Por lo visto, ASATUR y AAVIP no habían estudiado nada de cómo se hace en serio un negocio de conectividad aérea, y los sabaneros ensobrados les obedecieron, y nos impusieron un aislamiento que está costando muchísimo a nuestro país en términos del negocio aeroportuario.

Emularon al tristemente célebre emperador chino Xuan De Di, quien en 1436 prohibió las expediciones navales chinas de comercio debido al lobby de la casta burocrática que temía perder su poder por la competencia comercial como sintéticamente se relata en el libro “Por qué fracasan los países” de Daron Acemoglu y James A. Robinson.

China tenía entonces la mayor flota oceánica del mundo, pero el espacio que abandonó por instigación de la casta fue ocupado por las potencias europeas.

A los que nos gustan los videos de YouTube sobre aviación, hay unos particularmente deliciosos sobre “Imperial Airways”, la línea aérea británica que en 1932 inició vuelos entre Londres y Australia: Construyeron en el desierto árabe un fuerte/hotel donde sus aviones Handley Page H.P.42 podían repostar. El lugar se llamaba Sharjah, Dubai.

Al contrario que ASATUR y AAVIP, el jeque de Dubái, Saeed bin Maktoum Al Maktoum, aprovechó la experiencia y firmó, en 1937, el “Dubai Commercial Air Agreement” alentando la expansión de esos vuelos, con hidroaviones, al puerto de Dubái. En 1960 se inauguró el Aeropuerto Internacional de Dubái (DXB) para todo tipo de aviones.
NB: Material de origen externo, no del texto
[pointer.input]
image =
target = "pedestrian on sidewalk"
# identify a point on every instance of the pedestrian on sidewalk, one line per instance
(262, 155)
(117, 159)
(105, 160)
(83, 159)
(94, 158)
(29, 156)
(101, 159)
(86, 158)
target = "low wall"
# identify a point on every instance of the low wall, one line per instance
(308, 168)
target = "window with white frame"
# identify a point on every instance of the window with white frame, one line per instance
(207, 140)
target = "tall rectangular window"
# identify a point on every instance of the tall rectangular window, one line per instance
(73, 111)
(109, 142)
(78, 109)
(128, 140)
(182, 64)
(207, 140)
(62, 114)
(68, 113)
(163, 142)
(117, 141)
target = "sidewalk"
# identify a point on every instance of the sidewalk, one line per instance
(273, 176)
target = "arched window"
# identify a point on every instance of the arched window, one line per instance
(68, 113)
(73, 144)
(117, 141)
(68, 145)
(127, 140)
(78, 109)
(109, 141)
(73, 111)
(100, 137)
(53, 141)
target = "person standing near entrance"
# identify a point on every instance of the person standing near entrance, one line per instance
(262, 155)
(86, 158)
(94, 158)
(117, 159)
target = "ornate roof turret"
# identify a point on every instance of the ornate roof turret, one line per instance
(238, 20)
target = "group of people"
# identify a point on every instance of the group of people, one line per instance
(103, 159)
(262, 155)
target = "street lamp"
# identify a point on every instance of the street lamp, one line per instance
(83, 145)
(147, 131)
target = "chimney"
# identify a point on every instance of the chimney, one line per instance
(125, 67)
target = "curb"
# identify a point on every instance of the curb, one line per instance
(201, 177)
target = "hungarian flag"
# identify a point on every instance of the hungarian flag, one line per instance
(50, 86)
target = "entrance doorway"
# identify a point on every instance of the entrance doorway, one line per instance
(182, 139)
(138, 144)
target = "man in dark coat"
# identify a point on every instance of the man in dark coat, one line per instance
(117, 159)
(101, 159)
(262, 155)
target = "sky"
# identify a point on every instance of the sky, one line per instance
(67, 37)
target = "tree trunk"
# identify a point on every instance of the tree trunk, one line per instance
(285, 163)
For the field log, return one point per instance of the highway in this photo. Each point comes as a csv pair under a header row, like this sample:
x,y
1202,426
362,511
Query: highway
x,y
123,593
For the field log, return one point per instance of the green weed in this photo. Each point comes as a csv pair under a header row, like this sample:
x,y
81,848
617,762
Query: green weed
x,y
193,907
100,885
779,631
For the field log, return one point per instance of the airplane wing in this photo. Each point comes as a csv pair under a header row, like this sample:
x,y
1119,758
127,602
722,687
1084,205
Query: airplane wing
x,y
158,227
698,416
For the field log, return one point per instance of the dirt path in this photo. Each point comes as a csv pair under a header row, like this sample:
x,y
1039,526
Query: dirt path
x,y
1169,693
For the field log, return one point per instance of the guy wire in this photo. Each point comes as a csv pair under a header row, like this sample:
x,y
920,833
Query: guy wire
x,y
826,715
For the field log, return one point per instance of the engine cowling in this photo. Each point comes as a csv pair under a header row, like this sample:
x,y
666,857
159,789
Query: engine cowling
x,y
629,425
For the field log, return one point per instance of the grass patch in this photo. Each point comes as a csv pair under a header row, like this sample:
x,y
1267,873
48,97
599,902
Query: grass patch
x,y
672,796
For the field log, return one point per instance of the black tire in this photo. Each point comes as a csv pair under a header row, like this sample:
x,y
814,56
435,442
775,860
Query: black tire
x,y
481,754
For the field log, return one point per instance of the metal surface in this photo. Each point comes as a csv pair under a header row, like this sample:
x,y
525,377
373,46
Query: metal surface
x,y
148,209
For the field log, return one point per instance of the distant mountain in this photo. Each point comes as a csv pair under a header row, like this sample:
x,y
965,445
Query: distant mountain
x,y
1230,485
En 1985 el jeque Rashid bin Saeed Al Maktoum fundó “Emirates”, la línea aérea de bandera de Emiratos Árabes Unidos y en 2008 “Emirates” estableció la política de “Zero Commission Era”.

Los resultados no podían ser más distintos: El aeropuerto de Dubái tiene operaciones anuales por unos veinticinco mil millones de dólares, mientras nuestro aeropuerto genera unos sesenta millones.
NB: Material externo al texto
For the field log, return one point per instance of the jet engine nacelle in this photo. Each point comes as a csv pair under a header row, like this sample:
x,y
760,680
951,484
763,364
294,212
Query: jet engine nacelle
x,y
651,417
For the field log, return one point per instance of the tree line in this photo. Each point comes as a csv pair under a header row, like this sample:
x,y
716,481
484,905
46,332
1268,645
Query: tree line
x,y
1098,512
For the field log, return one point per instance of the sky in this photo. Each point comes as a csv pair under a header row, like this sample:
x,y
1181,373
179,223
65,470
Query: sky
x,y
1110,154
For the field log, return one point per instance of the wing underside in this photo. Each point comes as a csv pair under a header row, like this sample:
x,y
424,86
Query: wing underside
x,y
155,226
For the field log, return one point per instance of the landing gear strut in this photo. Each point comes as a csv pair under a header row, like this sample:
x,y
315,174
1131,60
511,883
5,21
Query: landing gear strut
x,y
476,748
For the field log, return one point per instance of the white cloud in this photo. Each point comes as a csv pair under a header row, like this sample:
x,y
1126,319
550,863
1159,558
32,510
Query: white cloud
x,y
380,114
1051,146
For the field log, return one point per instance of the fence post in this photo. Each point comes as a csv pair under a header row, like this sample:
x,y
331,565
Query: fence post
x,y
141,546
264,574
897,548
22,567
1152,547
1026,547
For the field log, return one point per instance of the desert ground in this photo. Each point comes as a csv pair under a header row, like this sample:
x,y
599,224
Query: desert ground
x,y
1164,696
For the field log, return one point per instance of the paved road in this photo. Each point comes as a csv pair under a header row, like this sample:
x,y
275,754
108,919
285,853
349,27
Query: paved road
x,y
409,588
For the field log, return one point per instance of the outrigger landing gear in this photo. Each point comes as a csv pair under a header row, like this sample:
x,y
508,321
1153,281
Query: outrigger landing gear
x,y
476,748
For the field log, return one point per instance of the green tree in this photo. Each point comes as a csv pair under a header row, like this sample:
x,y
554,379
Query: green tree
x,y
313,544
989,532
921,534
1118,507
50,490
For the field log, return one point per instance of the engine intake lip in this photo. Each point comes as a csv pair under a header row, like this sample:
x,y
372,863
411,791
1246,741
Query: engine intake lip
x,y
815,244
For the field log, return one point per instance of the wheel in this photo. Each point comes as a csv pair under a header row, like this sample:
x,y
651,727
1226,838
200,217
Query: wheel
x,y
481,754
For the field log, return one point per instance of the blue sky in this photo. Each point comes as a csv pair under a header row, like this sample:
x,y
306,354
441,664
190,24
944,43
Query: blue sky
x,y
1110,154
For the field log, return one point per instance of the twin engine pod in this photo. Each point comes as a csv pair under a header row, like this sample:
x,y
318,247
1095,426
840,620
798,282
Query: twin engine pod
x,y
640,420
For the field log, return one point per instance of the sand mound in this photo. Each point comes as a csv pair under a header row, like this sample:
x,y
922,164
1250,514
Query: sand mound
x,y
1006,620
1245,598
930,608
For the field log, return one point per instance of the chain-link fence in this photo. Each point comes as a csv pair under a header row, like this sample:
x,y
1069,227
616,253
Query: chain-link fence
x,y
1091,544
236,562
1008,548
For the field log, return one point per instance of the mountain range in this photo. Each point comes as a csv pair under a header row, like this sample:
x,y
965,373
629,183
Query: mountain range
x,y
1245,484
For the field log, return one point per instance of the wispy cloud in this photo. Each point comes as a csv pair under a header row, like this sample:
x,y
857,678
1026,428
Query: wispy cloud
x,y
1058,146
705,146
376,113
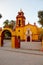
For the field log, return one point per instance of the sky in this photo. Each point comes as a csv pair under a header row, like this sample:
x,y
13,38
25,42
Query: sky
x,y
10,8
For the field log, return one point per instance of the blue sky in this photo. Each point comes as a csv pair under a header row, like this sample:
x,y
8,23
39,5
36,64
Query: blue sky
x,y
10,8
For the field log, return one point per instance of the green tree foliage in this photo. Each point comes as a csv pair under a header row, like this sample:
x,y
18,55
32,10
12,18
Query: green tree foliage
x,y
40,15
10,24
6,23
0,16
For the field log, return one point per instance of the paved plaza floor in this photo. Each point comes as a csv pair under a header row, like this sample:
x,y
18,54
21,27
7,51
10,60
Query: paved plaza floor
x,y
9,56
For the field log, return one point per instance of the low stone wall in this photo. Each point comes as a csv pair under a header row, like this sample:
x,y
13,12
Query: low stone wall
x,y
30,45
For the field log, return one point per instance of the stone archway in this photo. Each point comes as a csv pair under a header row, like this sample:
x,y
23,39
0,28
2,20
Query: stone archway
x,y
12,37
6,38
28,35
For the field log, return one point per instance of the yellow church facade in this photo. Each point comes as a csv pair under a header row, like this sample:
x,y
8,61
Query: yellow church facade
x,y
21,32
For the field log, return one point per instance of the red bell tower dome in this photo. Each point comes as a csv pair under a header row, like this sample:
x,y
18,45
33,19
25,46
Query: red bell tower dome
x,y
20,19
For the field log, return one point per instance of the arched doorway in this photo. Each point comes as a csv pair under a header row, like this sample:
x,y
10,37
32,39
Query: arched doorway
x,y
28,38
6,38
28,35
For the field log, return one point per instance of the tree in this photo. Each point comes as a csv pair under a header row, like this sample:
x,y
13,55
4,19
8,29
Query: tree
x,y
6,23
0,16
40,15
12,24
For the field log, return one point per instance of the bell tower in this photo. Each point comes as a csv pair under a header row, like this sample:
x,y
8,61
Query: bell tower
x,y
20,19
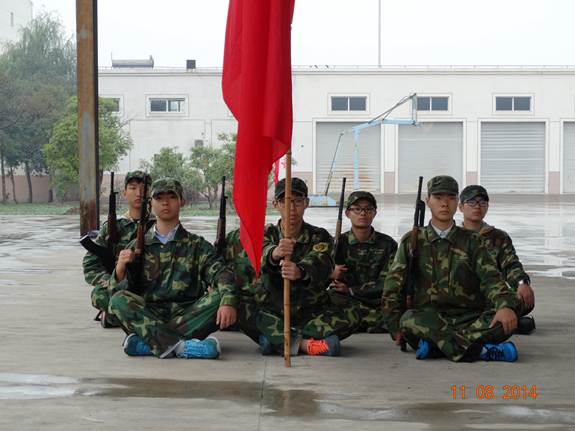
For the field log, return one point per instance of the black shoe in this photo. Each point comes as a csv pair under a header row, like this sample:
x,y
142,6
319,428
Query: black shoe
x,y
526,325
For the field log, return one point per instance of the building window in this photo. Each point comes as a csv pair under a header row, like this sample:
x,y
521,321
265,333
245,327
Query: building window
x,y
167,105
513,104
432,103
348,103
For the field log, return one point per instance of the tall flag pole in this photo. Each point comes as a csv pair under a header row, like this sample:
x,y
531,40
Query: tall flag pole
x,y
257,88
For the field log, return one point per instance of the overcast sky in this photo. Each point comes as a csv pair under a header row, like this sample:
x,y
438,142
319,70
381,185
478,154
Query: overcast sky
x,y
343,32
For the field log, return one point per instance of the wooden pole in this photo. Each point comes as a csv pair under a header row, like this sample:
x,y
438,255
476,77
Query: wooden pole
x,y
287,284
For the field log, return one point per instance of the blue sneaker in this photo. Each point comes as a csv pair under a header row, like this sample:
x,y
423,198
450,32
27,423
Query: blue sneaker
x,y
329,346
206,349
505,352
427,350
134,346
265,345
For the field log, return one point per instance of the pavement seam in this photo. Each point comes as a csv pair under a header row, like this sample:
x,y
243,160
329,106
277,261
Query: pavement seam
x,y
262,392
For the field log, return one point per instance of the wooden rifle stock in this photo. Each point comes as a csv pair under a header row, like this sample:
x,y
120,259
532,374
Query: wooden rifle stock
x,y
137,266
112,228
418,220
221,234
339,218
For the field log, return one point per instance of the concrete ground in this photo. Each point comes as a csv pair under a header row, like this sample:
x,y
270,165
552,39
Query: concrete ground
x,y
59,370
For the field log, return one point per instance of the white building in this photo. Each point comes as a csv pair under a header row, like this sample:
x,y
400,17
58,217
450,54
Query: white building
x,y
13,15
510,129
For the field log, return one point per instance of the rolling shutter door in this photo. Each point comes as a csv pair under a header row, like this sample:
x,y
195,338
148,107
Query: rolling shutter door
x,y
513,157
569,157
427,153
369,157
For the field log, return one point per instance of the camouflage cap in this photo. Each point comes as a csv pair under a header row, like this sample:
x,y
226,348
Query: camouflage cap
x,y
134,174
167,185
442,184
297,185
355,196
470,192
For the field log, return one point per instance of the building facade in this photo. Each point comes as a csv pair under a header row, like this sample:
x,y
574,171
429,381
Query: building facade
x,y
14,14
511,129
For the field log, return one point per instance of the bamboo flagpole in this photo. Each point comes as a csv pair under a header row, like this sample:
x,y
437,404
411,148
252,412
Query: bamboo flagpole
x,y
287,284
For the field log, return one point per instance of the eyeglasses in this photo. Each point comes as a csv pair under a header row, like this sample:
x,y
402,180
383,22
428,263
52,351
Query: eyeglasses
x,y
358,210
472,203
297,202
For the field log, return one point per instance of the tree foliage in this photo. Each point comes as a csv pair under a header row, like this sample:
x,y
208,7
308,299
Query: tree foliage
x,y
62,150
42,63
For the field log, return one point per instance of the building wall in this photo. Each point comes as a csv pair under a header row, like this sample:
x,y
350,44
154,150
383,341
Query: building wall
x,y
13,15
La premisa originaria de los dubaitíes fue simple: “Estamos a 8 horas de vuelo de todos los lugares”. Asunción está a menos horas de vuelo de todos los lugares de América del Sur.

Lo mismo que Dubái hizo Singapur con igual éxito, pero aquí nuestros Congresos sabaneros, esos que tanto elogian los reaccionarios de la putrefacta élite oligárquica que impide el progreso de nuestro país, decidieron el camino contrario.

Ahora, por fin, nuestro primer Congreso verdaderamente elegido por el pueblo (gracias al desbloqueo que buscan derogar) derogó el atavismo y el presidente promulgó lo que siempre fue lo lógico y lo conveniente.